4 Mistakes to Avoid When Localizing E-Learning Content
E-learning content has unique challenges that must be addressed to avoid costly localization mistakes. We have listed the four most common mistakes we see to help you avoid these same pitfalls.
Embedding Text in Graphics
What’s good for graphics in domestic presentations isn’t so great for e-learning courses. When you embed text in graphics, it can’t be extracted and put easily into the new language. That requires a new layer with the text — and even a retouched image, all of which creates added work and higher cost. The most nimble solution if you know your graphics are likely to be localized: create them in file formats that can be edited, such as TIFF.
Also important for text in graphics: avoiding fonts that don’t do well in translation. It won’t affect your audio, obviously, but will create problems for any visual elements. Aim to use system fonts that support character libraries for all target languages, such as Arial Unicode MS. If it’s important to use a custom font, make sure it’s available for all platforms (both Macs and PCs).
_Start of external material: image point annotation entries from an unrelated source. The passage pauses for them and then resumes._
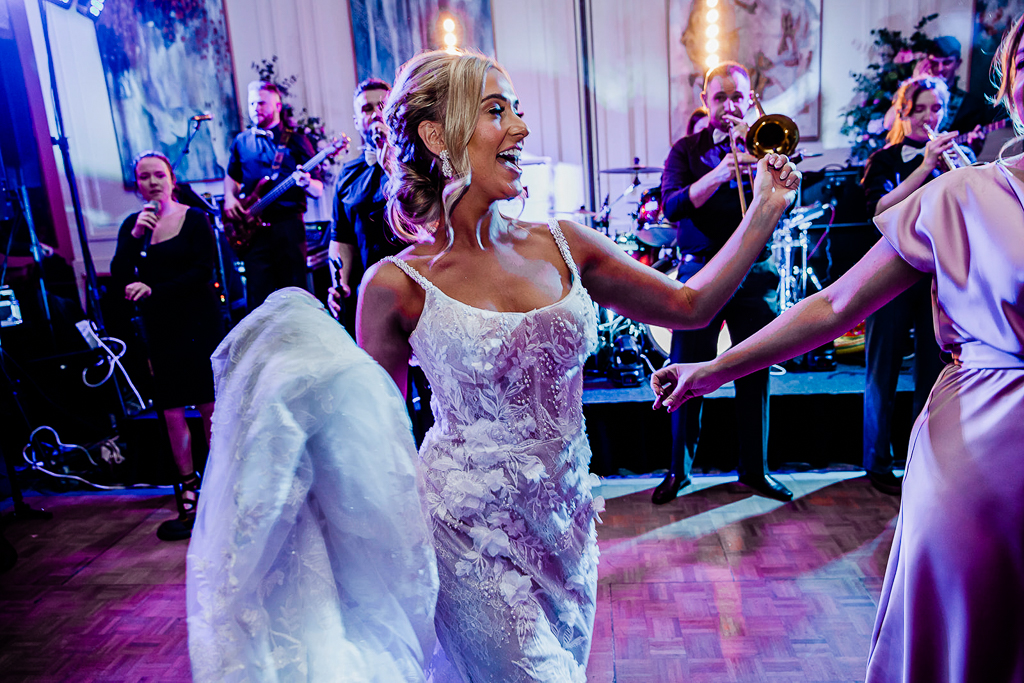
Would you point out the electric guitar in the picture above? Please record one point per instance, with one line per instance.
(241, 232)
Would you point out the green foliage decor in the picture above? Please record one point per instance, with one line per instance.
(863, 122)
(302, 121)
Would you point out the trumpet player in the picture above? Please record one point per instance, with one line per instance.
(912, 158)
(704, 187)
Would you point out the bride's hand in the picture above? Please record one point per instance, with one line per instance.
(675, 384)
(777, 178)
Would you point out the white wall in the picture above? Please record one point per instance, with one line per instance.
(311, 39)
(535, 39)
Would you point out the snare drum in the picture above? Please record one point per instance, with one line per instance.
(651, 229)
(646, 254)
(660, 338)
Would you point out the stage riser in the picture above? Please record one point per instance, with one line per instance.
(816, 430)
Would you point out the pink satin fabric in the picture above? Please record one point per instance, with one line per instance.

Shortchanging the space needed for increased length of text
More often than not, the length of the text — literally, the time it takes to say something — from the first language, to the localized one, means a significant change in space requirements. This is arguably the most common mistake committed in the localization of e-learning courses. English to German, for example, typically increases the text by 20 percent. Make sure you’ve allowed for the added space and time in your change from one market to another.
Using language specific to the original video’s region or culture
If you know from the get-go that you’re creating e-learning video courses that will also be intended for international audiences, make sure your terminology will translate effectively. The fastest way to lose your audience’s attention and focus is including a lot of words or phrases that they won't understand. While certain industry jargon, catch-phrases, and even clichés and metaphors may be completely familiar to some audiences, others will be left in the dark. They won’t get the full benefit from your e-learning course—and just as bad, they’ll feel like a second-class audience: an afterthought. Using case studies that don’t “translate” is also a common inadvertent mistake. Consult with a local expert to see which terms or words are appropriate, and which you may want to omit altogether.
Cutting costs in the wrong places
You'll find some aspects of your design costs can be cut from your budget to make room for other development requirements. But when you start cutting costs in the wrong places—say, removing subject matter experts and localization specialists from your budget—that’s when mistakes get made, requiring time-consuming corrections. The same goes for local subject matter experts: They will know exactly what’s critical to include, and what can be left out. Their fees are well worth the quality and credibility—and the peace of mind.